The effect of the amendments would also be to reduce pay and add “a significant extra administrative burden on business”, the study found. The study’s findings and the plea from business have so far been ignored by government.

The International Monetary Fund warned that the restriction of labour-broking “would come at the high price of even less job creation. Labour brokers should be encouraged unless problems with dismissal practices are addressed in parallel,” it said.

Another cause of job losses has been well-intentioned regulation, such as the Financial Advisory and Intermediate Services Act of 2002.

Some people, such as the Free Market Foundation’s Leon Louw, believe that the act has had the unintended consequence of squeezing smaller, independent advisers out of the industry.

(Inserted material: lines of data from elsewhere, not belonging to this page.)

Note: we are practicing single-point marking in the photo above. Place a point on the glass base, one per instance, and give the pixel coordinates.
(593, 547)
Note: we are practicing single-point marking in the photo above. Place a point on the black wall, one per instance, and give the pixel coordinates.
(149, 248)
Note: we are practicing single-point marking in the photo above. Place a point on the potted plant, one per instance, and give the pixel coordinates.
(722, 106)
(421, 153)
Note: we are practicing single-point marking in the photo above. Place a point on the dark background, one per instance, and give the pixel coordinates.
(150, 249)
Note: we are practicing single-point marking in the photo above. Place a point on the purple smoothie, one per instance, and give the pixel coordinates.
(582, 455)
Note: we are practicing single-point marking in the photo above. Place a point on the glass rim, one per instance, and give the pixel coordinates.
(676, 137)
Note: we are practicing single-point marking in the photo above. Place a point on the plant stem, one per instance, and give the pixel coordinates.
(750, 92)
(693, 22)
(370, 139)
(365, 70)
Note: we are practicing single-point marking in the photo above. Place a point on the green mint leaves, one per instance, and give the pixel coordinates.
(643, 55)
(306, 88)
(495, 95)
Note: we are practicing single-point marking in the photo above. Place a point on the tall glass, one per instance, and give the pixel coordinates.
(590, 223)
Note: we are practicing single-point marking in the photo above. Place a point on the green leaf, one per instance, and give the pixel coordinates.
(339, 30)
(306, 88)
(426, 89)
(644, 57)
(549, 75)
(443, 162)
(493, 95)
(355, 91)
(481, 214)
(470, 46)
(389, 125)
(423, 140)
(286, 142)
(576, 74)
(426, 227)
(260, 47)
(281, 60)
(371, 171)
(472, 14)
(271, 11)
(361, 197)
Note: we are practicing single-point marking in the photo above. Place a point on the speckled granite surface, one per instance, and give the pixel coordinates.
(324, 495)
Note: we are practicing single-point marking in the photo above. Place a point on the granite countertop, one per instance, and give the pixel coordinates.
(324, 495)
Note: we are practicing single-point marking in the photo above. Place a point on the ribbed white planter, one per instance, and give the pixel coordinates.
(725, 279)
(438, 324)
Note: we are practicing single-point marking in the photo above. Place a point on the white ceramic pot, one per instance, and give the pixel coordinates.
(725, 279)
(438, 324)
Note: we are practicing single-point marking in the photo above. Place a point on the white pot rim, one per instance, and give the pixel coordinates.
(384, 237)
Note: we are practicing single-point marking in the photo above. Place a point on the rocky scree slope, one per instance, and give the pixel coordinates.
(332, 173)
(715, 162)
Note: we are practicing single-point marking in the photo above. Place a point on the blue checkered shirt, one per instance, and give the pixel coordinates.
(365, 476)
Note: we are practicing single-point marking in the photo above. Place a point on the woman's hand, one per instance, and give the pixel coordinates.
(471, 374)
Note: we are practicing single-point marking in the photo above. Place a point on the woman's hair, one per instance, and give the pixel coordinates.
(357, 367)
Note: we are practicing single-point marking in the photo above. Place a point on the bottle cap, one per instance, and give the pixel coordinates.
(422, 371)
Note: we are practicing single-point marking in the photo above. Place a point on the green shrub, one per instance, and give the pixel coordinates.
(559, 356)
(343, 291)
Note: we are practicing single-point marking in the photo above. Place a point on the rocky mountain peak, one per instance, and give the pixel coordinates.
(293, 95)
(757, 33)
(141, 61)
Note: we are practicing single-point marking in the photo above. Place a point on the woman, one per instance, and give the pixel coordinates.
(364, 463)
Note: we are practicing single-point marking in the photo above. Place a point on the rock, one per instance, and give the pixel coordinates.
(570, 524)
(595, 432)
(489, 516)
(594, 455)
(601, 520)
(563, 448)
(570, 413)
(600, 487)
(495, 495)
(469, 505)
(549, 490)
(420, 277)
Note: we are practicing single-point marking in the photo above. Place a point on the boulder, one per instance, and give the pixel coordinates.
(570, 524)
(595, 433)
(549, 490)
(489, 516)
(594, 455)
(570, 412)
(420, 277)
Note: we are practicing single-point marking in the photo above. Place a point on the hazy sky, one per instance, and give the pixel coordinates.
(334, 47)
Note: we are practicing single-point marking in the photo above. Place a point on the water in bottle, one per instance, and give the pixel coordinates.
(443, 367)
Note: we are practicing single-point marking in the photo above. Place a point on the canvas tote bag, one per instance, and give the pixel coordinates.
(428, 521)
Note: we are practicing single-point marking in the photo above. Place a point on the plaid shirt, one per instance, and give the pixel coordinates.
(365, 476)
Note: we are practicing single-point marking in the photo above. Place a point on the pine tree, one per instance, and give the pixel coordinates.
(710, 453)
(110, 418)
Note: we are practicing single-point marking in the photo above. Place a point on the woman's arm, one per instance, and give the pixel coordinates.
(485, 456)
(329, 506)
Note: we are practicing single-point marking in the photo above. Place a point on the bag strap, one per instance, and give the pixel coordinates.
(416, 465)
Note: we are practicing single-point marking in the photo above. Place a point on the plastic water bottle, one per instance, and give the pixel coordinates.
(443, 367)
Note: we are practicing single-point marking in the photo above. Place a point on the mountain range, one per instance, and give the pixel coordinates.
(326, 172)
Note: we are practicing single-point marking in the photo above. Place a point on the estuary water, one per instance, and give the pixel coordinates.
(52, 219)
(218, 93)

He says the key measure of “policy persistency” — the rate at which policies are cancelled within their first year — has gone up from 12% to 18%, suggesting that the quality of the advice offered is worse than ever.

In a reply to a question in parliament earlier this year, Finance Minister Pravin Gordhan said that 15 977 advisers were no longer practising after their licences were withdrawn, suspended, declined, or they were debarred.

Louw holds that these people lost their jobs due to over-regulation. Gordhan, in his reply to parliament, argued that the regulatory clampdown was in line with the global trend “to tighten financial regulations, not lessen them”.

“There is a need for tougher licensing and fit and proper criteria to apply to all financial services providers, and to take adequate steps to prevent theft of deposits, reckless lending, money laundering and other financial crimes,” Gordhan said.

Another well-intentioned regulation that is going to cost tens of thousands of jobs is the proposed ban on liquor advertising.

The government says it will reduce the negative impact of alcoholism by lowering alcohol consumption through the ban.

But a study by Econometrix found that the actual effect of the ban will be negligible when it came to alcohol consumption.

Econometrix MD Robert Jeffrey said: “The majority of studies that we have reviewed found that the major factors that influence young people to drink are: family environment, including parent and sibling behaviour; peer behaviour; socioeconomic status; personal attitudes and personal problems.”

Instead, the ban would wipe out R7.4-billion in GDP at 2011 prices, reducing tax receipts by R1.8-billion.

This in turn would result in the loss of 2 573 highly skilled employees, 5 288 skilled jobs and 2 779 semiskilled workers. Econometrix has warned that a total of 11 954 people in employment would lose their jobs if the ban went ahead.

The estimated effect on trade is that exports would decrease by R225million, while imports would decline by R304-million.

Another investigation by the marketing guru Chris Moerdyk found that the brunt of the advertising ban would be borne by the SABC (R400million), DStv and e.tv (R500-million) while a further R2.6-billion would be lost in sports sponsorship and development.

The effect of the ban on alcohol consumption would be “negligible”, according to Moerdyk. Canada, Denmark and New Zealand had imposed and then reversed similar bans after it was found they had no effect on alcohol abuse.

South Africa ranks “40 out of 40” countries measured for “licence and permits systems, regulatory and administrative opacity”.

The IMF cited a survey by the consultancy Grant Thornton entitled Emerging Markets Opportunity Index: High Growth Economies, which found that regulation and red tape were the second-largest barrier to business expansion with manufacturing most affected.

“Problems include the high cost, complexity, and amount of time it takes to deal with red tape associated with starting and running a business in South Africa.”

Despite this, the government has proposed another layer of red-tape in the guise of the Licensing of Businesses Bill.

According to the law firm Bowman Gilfillan, the bill would require all businesses to obtain a licence from each municipality in which they operate.

The bill allows for licences to be revoked summarily, including if “illegal immigrants” were hired by the business.